Deren Schwebungsmuster entfalten eine akustische Architektur im Lichthof, die dem Hörer in Abhängigkeit von Standort und Neigungswinkel seines Kopfes jeweils unterschiedliche Klangwahrnehmungen ermöglicht. Dabei sind deren Differenzen weniger spektakulär als in anderen Arbeiten Oldörps, der in seinem Klanggefüge die Einfachheit und Überschaubarkeit der umgebenden gebauten Architektur spiegelt. In diese fügt sich seine Installation mit eleganter Zurückhaltung ein. Der Bildhauer arbeitet detailgenau, als Halterungen dienen keine Schraubzwingen, sondern präzis in das gelbe Keramikraster eingepaßte Messingplatten, und die tieferen Pfeifen sind nicht etwa gedackt, um bei gleicher Länge eine Oktave tiefer zu klingen, sondern ihre Kernspalte wurde entsprechend weiter unten an der daumendicken Röhre plaziert.
Oldörps "Veer" verschmilzt so beglückend stimmig mit Poelzigs Architektur, daß man sie sich als feste Installation im Haus des Rundfunks wünschte.

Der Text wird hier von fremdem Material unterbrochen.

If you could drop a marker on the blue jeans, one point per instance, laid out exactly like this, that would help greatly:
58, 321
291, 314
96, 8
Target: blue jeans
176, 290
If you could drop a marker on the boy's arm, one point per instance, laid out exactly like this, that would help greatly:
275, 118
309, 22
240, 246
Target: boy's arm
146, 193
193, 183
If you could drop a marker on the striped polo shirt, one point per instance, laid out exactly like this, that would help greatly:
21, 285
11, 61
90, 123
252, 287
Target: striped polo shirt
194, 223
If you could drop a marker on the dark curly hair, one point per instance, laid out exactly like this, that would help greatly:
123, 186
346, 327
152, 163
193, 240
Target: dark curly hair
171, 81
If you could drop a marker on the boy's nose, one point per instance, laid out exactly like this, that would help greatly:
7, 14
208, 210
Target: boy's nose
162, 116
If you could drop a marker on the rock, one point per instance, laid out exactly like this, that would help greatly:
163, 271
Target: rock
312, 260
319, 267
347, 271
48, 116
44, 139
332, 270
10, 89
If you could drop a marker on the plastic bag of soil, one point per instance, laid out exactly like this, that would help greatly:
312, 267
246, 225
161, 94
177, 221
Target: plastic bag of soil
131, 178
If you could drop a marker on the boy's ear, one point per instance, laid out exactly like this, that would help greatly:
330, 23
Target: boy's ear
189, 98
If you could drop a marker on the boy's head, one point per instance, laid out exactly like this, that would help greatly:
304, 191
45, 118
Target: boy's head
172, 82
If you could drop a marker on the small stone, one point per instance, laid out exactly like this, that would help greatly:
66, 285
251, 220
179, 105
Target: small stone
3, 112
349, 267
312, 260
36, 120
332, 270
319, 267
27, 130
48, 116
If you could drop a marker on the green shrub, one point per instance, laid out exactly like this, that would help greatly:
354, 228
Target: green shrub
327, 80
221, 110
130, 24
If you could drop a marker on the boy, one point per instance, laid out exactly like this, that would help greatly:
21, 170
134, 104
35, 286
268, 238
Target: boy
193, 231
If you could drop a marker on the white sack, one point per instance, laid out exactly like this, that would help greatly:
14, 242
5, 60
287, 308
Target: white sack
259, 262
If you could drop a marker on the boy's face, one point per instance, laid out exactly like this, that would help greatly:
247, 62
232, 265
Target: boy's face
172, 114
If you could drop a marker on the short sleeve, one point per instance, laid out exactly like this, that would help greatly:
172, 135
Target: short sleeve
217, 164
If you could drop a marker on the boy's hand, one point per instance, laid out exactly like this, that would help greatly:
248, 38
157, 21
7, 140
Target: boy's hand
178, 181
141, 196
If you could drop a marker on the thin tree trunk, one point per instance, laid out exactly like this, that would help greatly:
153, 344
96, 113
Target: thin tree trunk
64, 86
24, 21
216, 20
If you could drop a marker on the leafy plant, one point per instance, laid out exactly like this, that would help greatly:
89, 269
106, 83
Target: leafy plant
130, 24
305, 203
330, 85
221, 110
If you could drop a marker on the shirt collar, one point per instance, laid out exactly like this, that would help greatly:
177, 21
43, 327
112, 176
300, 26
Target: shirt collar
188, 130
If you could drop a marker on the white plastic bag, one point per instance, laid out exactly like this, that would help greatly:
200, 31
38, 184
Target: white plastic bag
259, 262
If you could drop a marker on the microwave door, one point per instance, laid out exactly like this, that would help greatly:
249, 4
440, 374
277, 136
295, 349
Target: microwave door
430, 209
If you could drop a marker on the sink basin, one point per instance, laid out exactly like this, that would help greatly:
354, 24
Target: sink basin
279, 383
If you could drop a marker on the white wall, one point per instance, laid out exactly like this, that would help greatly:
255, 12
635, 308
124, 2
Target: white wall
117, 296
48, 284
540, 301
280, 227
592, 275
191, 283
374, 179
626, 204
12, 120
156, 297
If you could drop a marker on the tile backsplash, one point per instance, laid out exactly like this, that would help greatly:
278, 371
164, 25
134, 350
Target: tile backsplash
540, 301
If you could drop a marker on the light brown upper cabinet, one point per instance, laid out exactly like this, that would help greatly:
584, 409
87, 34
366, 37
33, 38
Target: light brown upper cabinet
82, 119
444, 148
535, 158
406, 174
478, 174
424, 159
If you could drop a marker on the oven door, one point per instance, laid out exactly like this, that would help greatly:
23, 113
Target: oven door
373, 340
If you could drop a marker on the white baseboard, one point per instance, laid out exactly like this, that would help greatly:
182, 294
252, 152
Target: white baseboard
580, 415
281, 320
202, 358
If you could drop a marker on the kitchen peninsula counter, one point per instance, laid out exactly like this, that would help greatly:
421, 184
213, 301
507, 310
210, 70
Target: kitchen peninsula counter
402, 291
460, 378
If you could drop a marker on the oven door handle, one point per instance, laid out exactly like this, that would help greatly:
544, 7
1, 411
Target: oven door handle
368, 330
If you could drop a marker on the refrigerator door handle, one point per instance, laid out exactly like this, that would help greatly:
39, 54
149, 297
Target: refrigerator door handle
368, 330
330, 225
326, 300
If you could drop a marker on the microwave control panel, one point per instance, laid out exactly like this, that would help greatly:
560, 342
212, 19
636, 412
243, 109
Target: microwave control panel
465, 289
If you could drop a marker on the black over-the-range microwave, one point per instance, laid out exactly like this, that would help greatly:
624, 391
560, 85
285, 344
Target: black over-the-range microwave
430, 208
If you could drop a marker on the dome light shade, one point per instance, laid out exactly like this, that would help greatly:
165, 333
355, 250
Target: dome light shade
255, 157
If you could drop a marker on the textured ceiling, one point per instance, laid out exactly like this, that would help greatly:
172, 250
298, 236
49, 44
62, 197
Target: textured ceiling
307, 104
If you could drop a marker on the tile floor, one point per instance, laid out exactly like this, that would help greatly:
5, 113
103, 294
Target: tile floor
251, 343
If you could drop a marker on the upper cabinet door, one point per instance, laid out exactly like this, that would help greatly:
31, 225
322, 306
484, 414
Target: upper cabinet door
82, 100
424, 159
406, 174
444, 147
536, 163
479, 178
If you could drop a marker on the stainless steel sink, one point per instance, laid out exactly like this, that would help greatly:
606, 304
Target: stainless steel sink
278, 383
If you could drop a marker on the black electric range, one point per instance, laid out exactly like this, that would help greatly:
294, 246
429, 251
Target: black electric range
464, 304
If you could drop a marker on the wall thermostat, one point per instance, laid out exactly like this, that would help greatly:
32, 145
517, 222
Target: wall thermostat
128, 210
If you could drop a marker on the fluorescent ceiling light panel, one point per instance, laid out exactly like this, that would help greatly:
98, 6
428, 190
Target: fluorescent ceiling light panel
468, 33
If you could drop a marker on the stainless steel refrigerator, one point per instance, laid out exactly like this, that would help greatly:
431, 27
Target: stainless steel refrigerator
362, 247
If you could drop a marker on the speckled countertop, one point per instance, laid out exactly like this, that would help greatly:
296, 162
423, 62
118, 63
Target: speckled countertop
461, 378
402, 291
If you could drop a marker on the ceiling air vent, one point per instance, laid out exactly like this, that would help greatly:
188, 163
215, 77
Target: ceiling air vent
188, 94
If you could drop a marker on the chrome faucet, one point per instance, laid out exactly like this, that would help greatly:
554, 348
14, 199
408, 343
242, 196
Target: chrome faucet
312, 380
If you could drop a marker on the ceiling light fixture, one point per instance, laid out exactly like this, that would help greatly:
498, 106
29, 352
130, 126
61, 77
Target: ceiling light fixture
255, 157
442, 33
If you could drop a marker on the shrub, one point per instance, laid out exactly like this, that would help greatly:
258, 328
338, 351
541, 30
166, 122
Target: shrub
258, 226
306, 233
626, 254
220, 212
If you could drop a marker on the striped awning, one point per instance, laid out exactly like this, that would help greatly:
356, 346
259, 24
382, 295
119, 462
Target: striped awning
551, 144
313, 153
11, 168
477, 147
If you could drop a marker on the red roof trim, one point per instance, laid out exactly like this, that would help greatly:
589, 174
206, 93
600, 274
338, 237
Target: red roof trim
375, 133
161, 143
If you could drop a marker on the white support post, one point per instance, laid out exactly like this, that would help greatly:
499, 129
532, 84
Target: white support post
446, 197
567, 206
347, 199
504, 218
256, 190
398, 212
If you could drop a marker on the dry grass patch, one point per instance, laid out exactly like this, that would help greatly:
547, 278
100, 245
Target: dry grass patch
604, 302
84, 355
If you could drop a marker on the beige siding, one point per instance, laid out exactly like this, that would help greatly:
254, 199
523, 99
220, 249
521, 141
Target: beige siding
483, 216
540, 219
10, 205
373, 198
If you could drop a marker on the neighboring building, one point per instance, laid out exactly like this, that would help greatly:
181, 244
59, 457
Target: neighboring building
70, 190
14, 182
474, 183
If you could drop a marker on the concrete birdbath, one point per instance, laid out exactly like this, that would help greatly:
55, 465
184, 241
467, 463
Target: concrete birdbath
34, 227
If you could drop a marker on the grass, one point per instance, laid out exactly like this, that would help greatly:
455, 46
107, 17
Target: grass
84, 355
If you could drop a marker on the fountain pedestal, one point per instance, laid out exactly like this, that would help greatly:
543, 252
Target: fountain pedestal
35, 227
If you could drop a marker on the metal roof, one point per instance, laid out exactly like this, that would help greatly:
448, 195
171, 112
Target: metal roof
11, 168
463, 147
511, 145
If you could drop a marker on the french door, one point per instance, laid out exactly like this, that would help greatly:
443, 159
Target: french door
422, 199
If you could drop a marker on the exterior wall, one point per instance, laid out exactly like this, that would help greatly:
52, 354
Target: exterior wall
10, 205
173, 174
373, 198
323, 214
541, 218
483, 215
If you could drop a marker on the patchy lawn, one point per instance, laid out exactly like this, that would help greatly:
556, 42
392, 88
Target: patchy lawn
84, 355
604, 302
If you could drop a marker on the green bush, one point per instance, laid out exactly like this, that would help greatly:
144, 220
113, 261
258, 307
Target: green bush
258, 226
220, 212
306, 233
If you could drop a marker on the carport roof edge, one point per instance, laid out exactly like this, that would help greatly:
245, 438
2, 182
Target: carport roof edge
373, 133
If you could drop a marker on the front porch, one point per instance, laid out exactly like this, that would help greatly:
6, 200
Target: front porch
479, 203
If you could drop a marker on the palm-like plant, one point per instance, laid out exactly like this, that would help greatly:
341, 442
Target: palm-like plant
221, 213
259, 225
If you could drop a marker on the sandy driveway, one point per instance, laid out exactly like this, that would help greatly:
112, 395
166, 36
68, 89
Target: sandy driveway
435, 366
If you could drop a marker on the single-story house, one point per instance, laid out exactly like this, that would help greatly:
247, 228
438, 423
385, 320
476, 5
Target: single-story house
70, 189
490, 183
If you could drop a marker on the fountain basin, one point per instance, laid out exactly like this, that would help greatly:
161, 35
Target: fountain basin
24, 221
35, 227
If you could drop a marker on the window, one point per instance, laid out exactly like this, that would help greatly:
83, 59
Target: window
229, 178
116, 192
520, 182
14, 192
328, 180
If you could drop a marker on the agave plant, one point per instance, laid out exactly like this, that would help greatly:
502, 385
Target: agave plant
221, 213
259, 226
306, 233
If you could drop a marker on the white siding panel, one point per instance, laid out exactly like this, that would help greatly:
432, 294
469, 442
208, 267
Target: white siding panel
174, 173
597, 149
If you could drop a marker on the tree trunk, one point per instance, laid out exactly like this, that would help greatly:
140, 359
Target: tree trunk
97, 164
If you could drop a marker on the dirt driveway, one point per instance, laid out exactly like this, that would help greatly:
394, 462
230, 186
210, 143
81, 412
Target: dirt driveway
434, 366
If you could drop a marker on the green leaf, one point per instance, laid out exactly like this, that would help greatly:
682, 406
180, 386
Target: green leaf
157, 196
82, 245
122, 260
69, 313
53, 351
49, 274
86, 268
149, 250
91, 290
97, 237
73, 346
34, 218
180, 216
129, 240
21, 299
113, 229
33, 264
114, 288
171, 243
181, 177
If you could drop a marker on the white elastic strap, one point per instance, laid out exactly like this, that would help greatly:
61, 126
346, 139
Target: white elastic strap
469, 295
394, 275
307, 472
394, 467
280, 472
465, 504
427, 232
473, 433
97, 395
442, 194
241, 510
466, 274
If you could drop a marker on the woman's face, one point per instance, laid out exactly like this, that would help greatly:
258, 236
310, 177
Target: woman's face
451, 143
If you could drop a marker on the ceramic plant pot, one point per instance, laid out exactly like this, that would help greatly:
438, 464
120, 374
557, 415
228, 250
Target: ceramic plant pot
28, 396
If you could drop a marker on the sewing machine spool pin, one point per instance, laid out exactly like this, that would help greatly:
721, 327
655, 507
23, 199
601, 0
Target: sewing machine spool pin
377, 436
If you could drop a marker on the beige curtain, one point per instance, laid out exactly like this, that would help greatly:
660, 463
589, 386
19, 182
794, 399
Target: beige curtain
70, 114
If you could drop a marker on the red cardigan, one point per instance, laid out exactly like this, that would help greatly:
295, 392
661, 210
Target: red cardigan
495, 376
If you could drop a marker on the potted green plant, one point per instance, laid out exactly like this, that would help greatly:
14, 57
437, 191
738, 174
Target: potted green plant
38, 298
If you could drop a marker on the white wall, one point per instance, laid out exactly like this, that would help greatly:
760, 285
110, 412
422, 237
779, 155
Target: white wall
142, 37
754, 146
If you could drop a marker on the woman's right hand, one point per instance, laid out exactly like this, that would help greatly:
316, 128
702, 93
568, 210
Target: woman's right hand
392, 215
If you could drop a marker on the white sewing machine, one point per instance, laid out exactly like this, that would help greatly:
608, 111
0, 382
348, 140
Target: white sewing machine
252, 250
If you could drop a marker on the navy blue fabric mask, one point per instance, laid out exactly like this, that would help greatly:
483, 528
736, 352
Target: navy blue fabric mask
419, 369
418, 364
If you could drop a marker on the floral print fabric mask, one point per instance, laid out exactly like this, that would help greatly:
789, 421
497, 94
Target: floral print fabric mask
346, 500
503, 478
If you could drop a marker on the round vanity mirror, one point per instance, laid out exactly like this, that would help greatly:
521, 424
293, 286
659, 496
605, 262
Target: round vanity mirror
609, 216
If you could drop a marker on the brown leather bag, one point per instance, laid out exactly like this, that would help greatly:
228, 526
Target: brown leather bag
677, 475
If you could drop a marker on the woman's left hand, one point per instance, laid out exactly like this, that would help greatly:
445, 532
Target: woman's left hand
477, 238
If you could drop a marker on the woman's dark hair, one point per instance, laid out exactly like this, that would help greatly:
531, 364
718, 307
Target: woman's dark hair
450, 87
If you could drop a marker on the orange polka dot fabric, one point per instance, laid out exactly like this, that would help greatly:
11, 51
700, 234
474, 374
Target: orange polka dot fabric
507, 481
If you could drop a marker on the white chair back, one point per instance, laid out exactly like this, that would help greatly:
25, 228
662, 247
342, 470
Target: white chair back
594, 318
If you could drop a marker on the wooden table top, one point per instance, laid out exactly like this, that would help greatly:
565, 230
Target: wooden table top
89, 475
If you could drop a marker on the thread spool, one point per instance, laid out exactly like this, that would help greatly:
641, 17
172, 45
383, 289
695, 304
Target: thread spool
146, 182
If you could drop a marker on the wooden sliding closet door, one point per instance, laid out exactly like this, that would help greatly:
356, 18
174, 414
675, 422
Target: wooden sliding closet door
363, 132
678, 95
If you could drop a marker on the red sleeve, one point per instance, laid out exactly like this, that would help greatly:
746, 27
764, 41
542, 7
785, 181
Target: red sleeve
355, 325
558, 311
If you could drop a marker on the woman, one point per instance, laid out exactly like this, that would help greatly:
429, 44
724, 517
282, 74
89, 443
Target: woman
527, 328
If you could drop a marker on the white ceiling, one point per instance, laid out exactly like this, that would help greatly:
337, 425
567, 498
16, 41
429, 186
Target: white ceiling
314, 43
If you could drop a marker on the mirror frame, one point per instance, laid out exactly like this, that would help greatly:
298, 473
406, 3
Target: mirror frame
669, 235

Es leuchtet sofort ein, daß dort, wo Radio gemacht wird, ein verschwindend leiser Klang stets präsent ist, zumal sein Ursprung die Brücke schlägt zum nur wenige Meter entfernten Großen Sendesaal mit seiner Konzertorgel. Und dieser Klang erreicht, was künstlerisches Radio ebenfalls anstrebt: er sensibilisiert für gerade jene akustische Umwelt, die ihn latent bedroht.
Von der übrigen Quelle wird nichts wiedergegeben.